Thursday, January 30, 2014

Ritualized book destruction

If you are a regular reader of this blog you probably are aware that while I’m interested in preservation, I also have more than a passing interest in the “opposite” of preservation – decay, destruction, etc. And so, it is not a bit surprising that over the course of a couple weeks I’ve found myself becoming a bit giddy at encountering two pieces about the ritualized destruction of books and other memory objects.

It is not a stretch to suggest that books often take on significant value for peoples. In the western world the intentional destruction of books is often met with deep emotional responses of anger and outrage. Books are often given the personal value of people who may have written the book, or read the book, or owned the book. Books can become associated with strong emotions – and those strong emotions are not always good, and they are not strong emotions that we always want to hold onto.

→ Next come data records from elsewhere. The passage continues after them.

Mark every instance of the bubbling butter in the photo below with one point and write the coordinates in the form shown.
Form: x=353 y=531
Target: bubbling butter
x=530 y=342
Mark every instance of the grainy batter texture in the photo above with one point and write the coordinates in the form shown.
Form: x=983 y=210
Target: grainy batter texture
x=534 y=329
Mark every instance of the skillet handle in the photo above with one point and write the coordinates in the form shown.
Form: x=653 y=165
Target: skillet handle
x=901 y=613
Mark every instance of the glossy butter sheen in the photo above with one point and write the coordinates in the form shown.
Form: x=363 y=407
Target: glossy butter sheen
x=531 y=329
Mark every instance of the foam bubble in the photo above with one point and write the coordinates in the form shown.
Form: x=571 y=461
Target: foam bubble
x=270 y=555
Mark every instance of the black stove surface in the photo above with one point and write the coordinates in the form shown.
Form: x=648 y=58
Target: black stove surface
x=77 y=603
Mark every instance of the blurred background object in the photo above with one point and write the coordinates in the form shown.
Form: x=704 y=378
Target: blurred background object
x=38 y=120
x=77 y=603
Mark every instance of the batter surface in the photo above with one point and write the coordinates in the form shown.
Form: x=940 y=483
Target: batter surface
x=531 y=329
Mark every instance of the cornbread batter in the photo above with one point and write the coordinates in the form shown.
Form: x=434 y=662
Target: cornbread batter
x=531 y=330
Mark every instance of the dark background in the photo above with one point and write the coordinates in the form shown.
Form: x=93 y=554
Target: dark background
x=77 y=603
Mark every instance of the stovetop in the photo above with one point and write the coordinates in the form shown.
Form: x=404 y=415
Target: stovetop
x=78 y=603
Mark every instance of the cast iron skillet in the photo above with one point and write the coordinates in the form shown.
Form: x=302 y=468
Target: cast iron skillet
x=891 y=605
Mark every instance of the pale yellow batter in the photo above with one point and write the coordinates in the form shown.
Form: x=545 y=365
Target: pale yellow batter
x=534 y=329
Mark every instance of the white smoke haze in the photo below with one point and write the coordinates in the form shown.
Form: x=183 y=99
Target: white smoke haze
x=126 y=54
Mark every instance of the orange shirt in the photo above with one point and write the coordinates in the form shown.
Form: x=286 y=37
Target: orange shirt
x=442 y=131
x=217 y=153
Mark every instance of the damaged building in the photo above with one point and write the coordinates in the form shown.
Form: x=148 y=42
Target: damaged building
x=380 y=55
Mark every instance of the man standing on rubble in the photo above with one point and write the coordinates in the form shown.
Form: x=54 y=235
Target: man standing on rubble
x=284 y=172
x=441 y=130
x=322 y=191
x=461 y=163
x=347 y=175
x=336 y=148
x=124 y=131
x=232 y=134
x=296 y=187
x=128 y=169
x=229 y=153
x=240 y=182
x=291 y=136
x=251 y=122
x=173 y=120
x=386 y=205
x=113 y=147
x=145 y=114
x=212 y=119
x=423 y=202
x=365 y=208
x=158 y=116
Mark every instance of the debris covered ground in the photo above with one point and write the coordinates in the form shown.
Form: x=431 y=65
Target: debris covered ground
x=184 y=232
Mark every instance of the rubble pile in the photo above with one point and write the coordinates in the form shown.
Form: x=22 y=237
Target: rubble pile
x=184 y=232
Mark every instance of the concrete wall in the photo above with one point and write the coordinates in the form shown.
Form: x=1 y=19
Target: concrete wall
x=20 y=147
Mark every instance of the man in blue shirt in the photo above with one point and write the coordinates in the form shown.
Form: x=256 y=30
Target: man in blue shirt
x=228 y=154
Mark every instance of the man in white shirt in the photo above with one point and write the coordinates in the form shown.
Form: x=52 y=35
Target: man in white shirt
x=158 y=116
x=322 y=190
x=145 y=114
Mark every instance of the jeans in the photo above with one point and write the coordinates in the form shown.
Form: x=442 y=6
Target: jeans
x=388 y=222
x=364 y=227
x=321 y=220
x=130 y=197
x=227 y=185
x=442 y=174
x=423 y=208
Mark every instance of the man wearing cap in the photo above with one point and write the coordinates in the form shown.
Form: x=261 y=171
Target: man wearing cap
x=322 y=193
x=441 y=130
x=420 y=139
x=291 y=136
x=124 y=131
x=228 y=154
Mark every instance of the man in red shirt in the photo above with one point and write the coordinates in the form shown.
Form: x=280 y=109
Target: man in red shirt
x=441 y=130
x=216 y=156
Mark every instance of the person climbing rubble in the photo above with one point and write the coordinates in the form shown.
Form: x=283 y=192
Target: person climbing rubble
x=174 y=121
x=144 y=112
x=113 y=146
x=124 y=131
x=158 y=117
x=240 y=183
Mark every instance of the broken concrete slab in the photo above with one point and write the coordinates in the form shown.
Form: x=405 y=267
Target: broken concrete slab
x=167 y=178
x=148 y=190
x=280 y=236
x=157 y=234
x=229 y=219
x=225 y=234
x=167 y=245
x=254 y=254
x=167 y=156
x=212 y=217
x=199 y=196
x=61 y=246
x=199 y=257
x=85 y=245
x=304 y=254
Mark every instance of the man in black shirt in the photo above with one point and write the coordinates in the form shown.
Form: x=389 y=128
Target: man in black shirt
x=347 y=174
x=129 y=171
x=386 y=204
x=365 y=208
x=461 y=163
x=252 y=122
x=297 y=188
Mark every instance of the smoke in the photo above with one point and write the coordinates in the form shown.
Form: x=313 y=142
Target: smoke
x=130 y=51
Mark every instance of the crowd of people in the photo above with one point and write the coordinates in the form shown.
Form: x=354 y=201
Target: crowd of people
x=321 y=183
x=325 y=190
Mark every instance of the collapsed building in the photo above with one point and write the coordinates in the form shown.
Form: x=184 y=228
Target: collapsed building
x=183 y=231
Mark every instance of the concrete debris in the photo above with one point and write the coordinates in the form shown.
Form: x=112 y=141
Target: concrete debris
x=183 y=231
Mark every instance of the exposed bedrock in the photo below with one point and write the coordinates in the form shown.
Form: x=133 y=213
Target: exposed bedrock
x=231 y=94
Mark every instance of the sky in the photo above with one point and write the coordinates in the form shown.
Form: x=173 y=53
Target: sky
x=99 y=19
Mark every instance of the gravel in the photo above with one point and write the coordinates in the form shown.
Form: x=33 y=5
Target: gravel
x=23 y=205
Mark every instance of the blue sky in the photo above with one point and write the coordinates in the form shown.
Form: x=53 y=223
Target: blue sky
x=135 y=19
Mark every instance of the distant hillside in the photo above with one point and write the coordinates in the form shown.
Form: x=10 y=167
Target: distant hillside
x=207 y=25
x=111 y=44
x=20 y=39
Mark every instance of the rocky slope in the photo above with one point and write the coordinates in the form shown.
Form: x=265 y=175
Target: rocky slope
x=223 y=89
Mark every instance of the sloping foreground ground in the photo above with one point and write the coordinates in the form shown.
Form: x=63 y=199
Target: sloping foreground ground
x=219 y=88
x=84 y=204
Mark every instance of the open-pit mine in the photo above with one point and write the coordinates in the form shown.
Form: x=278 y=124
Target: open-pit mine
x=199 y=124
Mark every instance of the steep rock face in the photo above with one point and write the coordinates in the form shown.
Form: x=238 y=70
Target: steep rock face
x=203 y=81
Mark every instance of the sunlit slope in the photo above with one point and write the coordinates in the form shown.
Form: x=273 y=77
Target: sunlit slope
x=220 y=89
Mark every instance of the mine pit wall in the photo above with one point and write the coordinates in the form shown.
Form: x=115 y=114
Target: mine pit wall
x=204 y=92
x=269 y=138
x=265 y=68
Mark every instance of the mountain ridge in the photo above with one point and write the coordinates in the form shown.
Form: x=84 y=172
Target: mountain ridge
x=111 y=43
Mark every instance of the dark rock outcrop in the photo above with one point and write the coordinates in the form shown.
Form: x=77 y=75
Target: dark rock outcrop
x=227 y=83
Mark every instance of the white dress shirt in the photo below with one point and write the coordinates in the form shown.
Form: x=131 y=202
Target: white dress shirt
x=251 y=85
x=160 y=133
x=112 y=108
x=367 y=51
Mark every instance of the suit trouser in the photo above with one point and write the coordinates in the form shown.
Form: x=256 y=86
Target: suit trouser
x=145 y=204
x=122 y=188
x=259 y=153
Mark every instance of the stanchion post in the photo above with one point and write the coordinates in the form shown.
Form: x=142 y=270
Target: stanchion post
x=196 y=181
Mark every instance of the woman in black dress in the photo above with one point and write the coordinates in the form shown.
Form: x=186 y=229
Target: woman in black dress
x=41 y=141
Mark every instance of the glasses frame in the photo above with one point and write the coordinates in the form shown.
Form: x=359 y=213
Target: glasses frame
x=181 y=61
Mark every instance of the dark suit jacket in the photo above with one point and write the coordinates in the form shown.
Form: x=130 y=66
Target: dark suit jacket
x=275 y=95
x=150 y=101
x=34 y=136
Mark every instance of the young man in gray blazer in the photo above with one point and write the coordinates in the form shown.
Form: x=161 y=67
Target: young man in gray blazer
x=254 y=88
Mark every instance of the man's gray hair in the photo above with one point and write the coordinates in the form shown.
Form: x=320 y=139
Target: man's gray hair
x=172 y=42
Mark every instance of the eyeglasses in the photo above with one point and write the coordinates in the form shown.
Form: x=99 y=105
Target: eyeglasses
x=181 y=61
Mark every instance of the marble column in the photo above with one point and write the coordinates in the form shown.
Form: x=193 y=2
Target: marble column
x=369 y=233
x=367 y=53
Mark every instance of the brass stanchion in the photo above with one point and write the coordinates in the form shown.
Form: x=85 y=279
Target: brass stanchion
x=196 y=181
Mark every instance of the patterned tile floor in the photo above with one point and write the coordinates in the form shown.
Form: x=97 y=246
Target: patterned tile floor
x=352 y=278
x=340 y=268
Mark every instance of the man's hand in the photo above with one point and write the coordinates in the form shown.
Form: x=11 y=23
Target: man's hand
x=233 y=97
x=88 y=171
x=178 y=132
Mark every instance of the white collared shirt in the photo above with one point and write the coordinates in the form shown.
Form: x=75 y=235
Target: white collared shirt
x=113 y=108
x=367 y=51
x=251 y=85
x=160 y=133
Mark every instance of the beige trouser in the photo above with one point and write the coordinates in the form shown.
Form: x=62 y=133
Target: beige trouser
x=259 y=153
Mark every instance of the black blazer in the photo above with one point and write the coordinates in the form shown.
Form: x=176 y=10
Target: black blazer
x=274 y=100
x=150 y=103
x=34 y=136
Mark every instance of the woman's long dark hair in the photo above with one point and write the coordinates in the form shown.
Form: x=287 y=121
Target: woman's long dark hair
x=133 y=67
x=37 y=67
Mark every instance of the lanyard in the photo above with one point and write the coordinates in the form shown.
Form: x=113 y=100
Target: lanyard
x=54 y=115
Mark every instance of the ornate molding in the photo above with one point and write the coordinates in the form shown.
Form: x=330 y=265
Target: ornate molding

Humans of all stripes and of all religious and unreligious varieties often find meaning and value in ritual activity, whether or not they identify their activities as ritualized. We have significant rituals for recognizing births and deaths and other transitions. And our lives are filled with much smaller rituals around smaller daily tasks from things we do when we get up in the morning, how we interact with others, and other patterns of behavior.

So, given the value certain books can play in our lives, and given the value certain rituals can play in our lives, it seems only appropriate that people explore rituals of the destruction of books. Destruction – like death and other endings – often have some negative connotations, they are seldom completely pleasant, but this doesn’t mean they are not important events that need to be acknowledged and owned.

With these ideas running through my mind I was pleased to hear about two organizations who are exploring meaningful rituals of the destruction (or transformation) of personal memory objects, including books.

The first is D3 which describes itself as providing “object divestment services.” “D3 is an artist-run service specializing in helping people part with emotionally burdensome objects.” They provide a thorough process to help individuals thoughtfully, and creatively, dispose of an object which holds unwanted meaning. I’ve never arranged a funeral, but it seems like they provide some very soulful and therapeutic funeral service for you and your object. (The fact that this group plays an active role in “killing” your object kinda messes up the funeral home analogy.)

And then on the BookArts list I came across the more book specific “Deep Fried Book” program of Peace Paper Project. This program describes itself thus, “Through hand papermaking, writing, book and printmaking activities, we work together to transform significant articles of clothing into works of art that broadcast personal stories, mutual understanding and healing.” The Deep Fried Book project “invites pedestrians to batter, fry and transform their negative associations with a difficult book from their past.”

I’m pleased to see how these two organization recognize the emotional weight and value books, and other objects, can have for us. I’m also pleased at the recognition that occasionally the need exists to take an active role in destroying, transforming, releasing those objects and their roles in our lives.

We often go through meaning ritualized acts in our acquisition, use, and preservation of these books. It only makes sense to go through a meaningful ritualized act to dispose of some of them too.